The grass fires started around sundown Wednesday and together grew to 16,000 acres by early Thursday, said tribal spokesman Wayne Smith. At least 300 people were evacuated from homes and a boarding school, though no injuries had been reported.
"It's probably the biggest grass fire in reservation history," Smith said. "It was just a wall of fire heading east."
Smith estimated between 10 and 15 buildings were damaged or destroyed on the northwestern Montana reservation east of Glacier National Park.

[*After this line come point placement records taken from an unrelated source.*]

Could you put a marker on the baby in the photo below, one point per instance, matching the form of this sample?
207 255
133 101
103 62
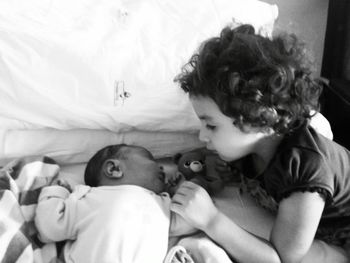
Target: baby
122 214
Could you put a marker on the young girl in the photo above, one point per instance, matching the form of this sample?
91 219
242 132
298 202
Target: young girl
254 97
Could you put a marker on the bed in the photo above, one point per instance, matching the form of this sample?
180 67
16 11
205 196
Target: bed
77 76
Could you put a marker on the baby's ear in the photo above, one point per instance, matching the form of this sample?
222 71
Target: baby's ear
111 169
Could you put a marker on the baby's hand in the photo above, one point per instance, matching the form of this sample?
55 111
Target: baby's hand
226 170
63 183
173 182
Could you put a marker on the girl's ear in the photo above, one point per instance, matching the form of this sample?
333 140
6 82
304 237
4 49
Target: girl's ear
111 169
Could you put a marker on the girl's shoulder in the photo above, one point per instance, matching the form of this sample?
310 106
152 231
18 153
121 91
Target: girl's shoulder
307 161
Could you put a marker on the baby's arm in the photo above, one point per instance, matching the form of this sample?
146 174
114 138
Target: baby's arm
55 214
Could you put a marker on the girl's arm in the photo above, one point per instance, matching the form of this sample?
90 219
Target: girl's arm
291 236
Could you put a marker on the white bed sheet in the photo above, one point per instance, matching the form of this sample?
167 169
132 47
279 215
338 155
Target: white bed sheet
78 145
107 64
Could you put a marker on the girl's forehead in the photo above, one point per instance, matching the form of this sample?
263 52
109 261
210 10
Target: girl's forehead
206 108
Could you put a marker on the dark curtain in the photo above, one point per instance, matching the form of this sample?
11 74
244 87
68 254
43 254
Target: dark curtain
336 68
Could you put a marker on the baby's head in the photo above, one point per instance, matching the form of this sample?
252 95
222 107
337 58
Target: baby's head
124 164
260 83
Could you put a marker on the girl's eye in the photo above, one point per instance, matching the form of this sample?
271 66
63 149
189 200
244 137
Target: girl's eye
210 127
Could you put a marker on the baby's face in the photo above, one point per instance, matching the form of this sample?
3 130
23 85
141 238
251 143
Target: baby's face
145 171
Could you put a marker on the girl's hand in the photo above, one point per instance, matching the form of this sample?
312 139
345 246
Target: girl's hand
194 204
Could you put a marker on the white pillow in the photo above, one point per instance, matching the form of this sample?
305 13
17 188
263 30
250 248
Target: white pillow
78 145
107 64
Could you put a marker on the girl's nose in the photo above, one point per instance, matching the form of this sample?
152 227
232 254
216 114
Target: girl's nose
203 136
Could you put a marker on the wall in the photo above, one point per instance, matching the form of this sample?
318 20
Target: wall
306 18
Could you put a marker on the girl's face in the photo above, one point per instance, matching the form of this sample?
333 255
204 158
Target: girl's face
219 133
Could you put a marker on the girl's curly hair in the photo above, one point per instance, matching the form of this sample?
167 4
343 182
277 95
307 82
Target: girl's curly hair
257 81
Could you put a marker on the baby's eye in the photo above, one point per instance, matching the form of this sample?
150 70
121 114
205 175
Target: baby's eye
210 127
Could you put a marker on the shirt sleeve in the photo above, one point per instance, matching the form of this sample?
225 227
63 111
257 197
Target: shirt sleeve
302 170
55 214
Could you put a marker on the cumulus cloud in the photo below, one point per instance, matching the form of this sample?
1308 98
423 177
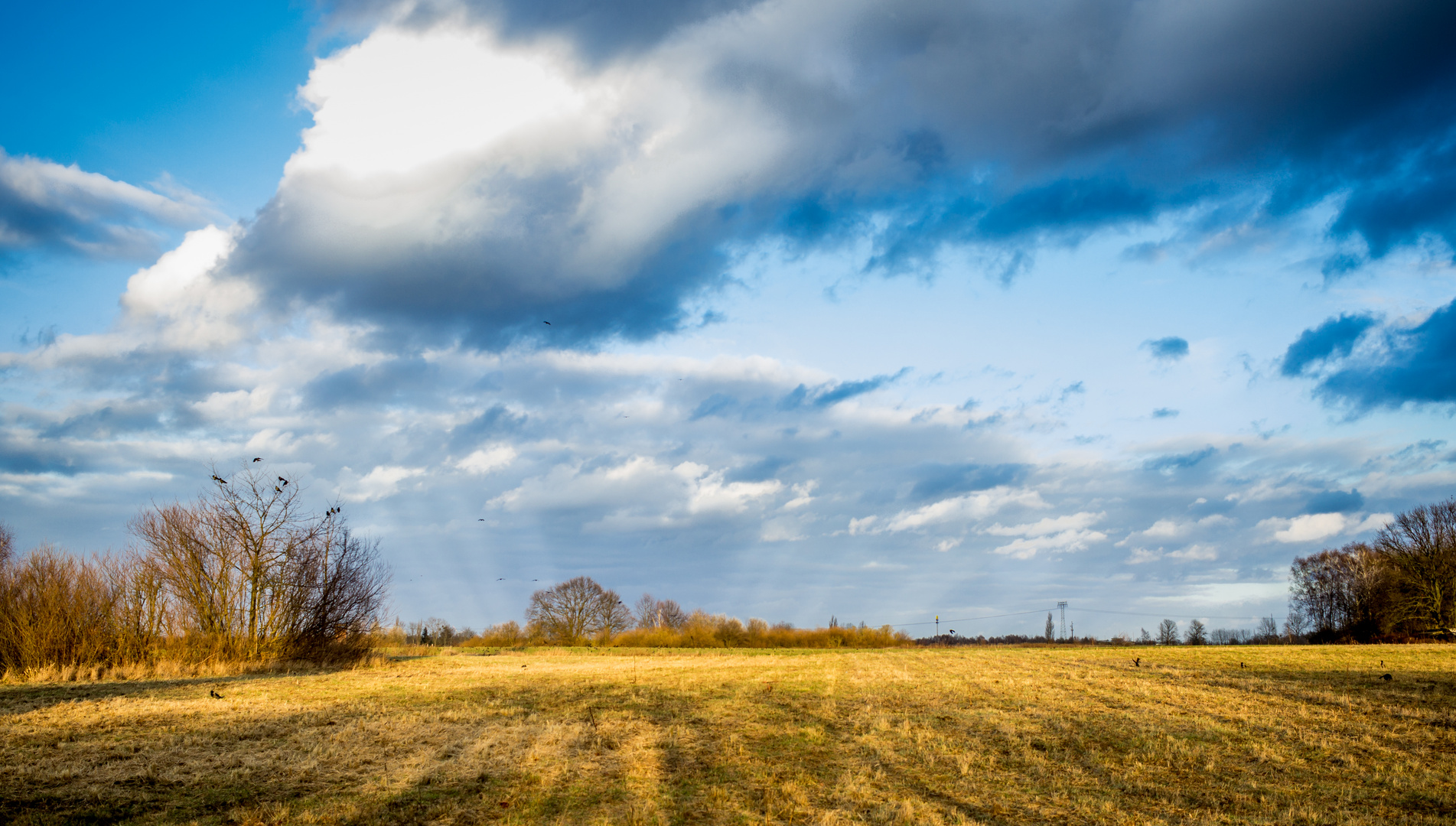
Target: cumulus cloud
47 206
477 167
1059 534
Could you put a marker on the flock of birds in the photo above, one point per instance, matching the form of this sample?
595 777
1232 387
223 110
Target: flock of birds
280 486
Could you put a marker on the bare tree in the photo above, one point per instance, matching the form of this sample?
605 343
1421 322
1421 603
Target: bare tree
1168 633
1343 590
575 611
248 567
1197 633
1295 626
1267 632
659 613
1420 547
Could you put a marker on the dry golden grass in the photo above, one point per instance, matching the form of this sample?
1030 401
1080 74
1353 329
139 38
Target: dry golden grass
630 737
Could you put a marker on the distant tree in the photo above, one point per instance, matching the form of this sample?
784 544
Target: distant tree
1197 633
659 613
1295 626
1168 633
1420 550
575 611
1267 632
1344 592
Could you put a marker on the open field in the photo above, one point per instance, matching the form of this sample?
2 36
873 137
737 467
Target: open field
1305 735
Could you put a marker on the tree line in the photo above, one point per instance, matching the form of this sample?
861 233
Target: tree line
583 613
1396 588
242 574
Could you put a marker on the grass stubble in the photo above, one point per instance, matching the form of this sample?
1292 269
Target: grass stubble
1075 735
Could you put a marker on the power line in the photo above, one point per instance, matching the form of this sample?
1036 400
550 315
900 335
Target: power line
972 619
1088 610
1167 617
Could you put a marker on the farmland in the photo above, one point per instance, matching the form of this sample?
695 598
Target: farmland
982 735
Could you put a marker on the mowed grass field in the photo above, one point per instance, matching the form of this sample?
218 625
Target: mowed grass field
1302 735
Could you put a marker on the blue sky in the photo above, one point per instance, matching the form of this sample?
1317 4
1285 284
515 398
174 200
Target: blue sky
871 310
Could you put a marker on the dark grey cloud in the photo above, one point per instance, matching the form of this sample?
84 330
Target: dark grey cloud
1171 463
51 206
1331 339
1171 348
990 122
940 480
389 382
1412 366
1336 502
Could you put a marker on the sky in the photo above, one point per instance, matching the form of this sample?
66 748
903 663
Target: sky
794 310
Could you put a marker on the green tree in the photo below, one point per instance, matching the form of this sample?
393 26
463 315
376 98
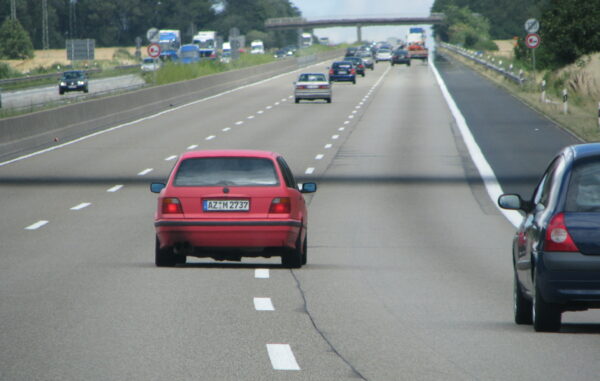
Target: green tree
16 43
569 29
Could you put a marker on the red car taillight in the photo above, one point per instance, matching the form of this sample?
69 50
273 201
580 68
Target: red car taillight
171 205
281 205
557 235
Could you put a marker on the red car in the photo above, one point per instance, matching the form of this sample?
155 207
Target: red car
229 204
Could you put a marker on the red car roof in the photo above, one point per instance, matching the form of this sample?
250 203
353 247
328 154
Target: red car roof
229 152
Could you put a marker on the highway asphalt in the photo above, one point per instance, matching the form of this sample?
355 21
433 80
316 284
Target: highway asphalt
408 276
39 96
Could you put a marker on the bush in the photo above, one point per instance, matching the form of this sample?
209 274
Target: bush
16 43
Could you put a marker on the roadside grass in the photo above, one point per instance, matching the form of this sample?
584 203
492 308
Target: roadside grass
582 116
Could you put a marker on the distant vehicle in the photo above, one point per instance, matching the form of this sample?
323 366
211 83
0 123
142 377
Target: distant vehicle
257 47
324 41
281 53
383 54
367 59
206 41
73 80
306 39
230 204
170 42
312 86
359 64
226 52
351 51
418 51
150 64
189 54
556 249
401 57
341 71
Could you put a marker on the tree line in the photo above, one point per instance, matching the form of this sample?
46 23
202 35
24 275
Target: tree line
119 22
569 29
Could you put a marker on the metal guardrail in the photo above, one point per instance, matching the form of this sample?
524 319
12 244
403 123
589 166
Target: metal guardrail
518 78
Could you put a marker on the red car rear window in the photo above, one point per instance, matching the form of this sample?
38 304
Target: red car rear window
226 171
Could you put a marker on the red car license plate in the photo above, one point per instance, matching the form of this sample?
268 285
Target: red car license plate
226 205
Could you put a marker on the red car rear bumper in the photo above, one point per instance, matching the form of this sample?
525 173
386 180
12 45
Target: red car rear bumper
228 234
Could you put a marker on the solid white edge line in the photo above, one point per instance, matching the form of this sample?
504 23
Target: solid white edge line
486 172
145 172
81 206
263 304
282 357
261 273
155 115
115 188
37 225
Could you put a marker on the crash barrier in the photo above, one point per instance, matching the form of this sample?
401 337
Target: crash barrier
477 57
38 130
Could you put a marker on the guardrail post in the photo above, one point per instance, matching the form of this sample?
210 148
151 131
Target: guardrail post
543 96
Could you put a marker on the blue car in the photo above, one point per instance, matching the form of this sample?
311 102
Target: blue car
342 71
556 249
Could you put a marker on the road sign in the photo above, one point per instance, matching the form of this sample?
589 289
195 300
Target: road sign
152 35
154 50
532 26
532 40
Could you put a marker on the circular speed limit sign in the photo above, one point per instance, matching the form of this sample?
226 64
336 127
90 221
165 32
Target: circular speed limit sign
532 40
154 50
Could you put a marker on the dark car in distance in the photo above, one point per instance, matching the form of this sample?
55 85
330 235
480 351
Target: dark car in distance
556 249
400 56
359 64
342 71
73 80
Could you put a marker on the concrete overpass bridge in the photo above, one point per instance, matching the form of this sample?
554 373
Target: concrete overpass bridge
301 23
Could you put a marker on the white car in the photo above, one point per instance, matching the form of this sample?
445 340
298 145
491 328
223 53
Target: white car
383 54
312 86
149 65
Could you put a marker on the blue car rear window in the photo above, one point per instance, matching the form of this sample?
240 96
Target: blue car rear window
226 171
583 194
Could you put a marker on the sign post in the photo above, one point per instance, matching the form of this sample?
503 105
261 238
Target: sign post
154 52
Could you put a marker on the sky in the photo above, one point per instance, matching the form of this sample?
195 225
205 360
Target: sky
334 9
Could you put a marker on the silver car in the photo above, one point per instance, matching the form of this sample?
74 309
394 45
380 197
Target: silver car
312 86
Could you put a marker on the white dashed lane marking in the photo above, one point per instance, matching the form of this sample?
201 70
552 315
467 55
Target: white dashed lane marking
37 225
115 188
282 357
263 304
81 206
261 273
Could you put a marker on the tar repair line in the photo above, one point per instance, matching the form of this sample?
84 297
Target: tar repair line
485 170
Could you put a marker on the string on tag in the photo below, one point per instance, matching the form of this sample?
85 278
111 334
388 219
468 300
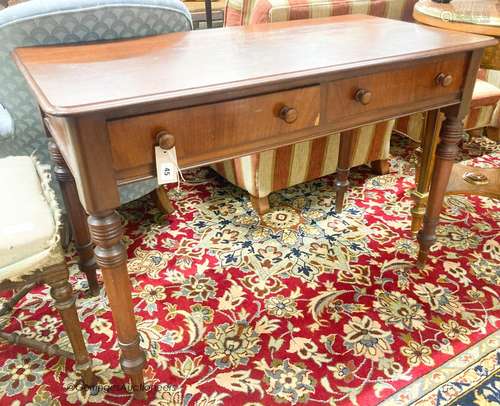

Fire incident commander Robert LaPlant confirmed Thursday evening that one home had been destroyed but did not yet know the total number of structures damaged.
J.R. Clark, a rancher who lives off Boarding School Road north of Browning, the site of the larger fire, said he and a hired hand ignored the mandatory evacuation order and stayed to fight the blaze.
"I said, 'You're going to have to throw me in jail because I'm not leaving,"' Clark said. "I had to save my ranch."
The two of them used a tractor with an attached plow to attack the fire as it approached the main house.
After working from 6 p.m. until 3 a.m., the danger had passed. They were able to save Clark's house and another one across the highway, but a neighbor's house was destroyed, as was one of Clark's barns.
"It came up and jumped out of the river and down the hill and burned it down. There was nothing anybody could do to stop it," Clark said.